May 12, 2022
3 mins read
On our last Smoke-N-Know, we were joined by a guest that began his journey of addiction with FDA approved medications. And before you say, "Ah, most start that way," imagine your start of opioid use being the age of 5 years old?
That was the case for Joey K. Our 2nd guest was unable to make the LIVE, duty called. When you are responsible for plants, you cannot control when harvest comes LOL. Hopefully, Geoff will make a LIVE in the future.

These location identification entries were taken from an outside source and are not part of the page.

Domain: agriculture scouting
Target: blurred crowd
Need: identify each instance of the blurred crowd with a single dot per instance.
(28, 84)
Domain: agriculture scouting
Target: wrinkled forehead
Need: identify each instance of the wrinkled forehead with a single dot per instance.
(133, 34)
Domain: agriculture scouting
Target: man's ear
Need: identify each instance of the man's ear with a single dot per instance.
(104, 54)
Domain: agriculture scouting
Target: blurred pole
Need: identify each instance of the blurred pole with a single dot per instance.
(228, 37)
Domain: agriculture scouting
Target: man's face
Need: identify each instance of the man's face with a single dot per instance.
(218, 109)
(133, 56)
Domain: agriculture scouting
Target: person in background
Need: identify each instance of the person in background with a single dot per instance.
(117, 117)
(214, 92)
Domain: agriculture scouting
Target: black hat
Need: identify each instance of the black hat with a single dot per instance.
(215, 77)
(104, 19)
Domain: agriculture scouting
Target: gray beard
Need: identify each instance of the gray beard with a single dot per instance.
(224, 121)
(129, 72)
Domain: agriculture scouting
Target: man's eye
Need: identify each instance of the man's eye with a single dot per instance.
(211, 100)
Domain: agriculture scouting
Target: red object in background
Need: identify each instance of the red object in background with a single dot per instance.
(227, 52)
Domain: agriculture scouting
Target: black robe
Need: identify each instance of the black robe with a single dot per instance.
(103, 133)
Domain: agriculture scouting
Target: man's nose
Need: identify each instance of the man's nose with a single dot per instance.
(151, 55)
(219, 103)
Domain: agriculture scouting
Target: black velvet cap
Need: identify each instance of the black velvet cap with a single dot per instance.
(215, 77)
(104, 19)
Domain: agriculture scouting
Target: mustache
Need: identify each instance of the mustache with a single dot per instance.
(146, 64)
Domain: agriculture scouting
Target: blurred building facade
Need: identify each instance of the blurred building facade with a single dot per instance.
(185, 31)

But Joey's story is one that just may spark thoughts of a different nature.
We see footage shot all the time about how bad cities are, but people forget, someone had to let it get that bad. It did not just happen.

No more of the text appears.